Your regular box office prognosticator Nicole Sperling is out for the next few weeks, box office fans, so you’re stuck with me for this week’s horror movie showdown. That’s right, we’ve got the unusual spectacle of two slice-and-dice flicks opening this weekend, The Final Destination (actually the fourth film in the series), and Halloween II (the second in director Rob Zombie’s reboot of the durable horror franchise, but technically the ninth Halloween movie total). With the R-rated Inglourious Basterds and District 9 also vying for similar audiences, it looks like it’s gonna be — yep, you knew this was coming — quite a bloody weekend at the box office. Here’s how I see the body count stacking up:

1. The Final Destination — $19 million

The three previous films in this making-efficient-mincemeat-of-anonymous-hot-actors franchise have all built on the previous film’s opening weekend, with the last one banking $19.1 million when it opened in Feb. 2006. I do think the steeper competition this time around will suppress the total number of ticket buyers for the film. But New Line Cinema has aggressively promoted the fact that this Final Destination is in 3D, and over half the 3,121 theaters showing the film will be charging the premium ticket price that comes with that unique pleasure. The last horror movie to go 3D — last January’s subtly titled My Bloody Valentine 3D — brought in $21.1 million even though it came in third place, and that was on far fewer 3D screens.

2. Inglourious Basterds$18 million

The big question hovering now over Quentin Tarantino’s WWII opus is whether its impressive $38 million opening weekend exhausted its potential audience, or if the film has the legs to go the distance. Since I’m planning on seeing the film this weekend, and since word-of-mouth on the film has been rather strong, I put the film’s second weekend drop around 52%, for a healthy $18 million weekend, which puts it ahead of…

3. Halloween II — $14 million

Writer-director Rob Zombie’s first stab at rebooting the grandpappy of the slasher film genre raked in $30.1 million when it opened over the four-day Labor Day weekend in 2007, but that was against no real competition, and juiced by the excitement of infusing moribund anti-hero Michael Myers with some desperately needed new blood. But a Halloween sequel? Been there, slashed that. I’m calculating horror fans looking at a choice between yet another Halloween movie and the chance at watching pretty kids die in three dimensions will go with the latter more than the former. Adding injury to more injury, Halloween II‘s distributors, the rather famously cash strapped The Weinstein Co. and Dimension Films, haven’t been able to flex as much marketing muscle for the project as they might have in their halcyon days.

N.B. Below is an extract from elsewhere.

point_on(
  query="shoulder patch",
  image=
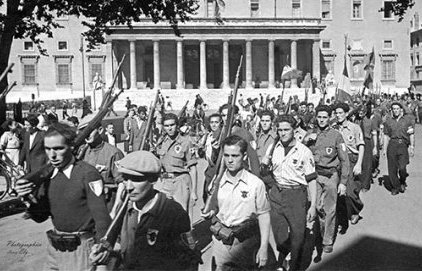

4. District 9 — $7.5 million

I’m thinking this little-sci-fi-movie-that-could might see the first small chink in its insect-like armor thanks to this weekend’s glut of R-rated movie violence, with a third-weekend drop close to 60%. That still would put the film’s total gross close to $90 million, well on its way to becoming one of the summer’s most profitable films.

5. Taking Woodstock — $7 million

Opening in almost 1,400 theaters, director Ang Lee’s first English-language film since Brokeback Mountain will certainly capitalize on nostalgia for the historic three-day music festival. The film’s critical reception, however, has been decidedly mixed-to-negative: A 52% Rotten Tomatoes score does not bode well for the movie’s prospects with a prospective audience that actually still reads, and heeds, movie reviews.

Also opening in limited release:

Big Fan — Comedian Patton Oswalt takes on his first dramatic role as a sad-sack New York Giants mega-fan who runs afoul of his favorite player.

The September Issue — This documentary follows the making of the most important issue for the fashion world’s de-facto bible, Vogue magazine, and the infamous editor — proverbial “ice queen” Anna Wintour — who runs it.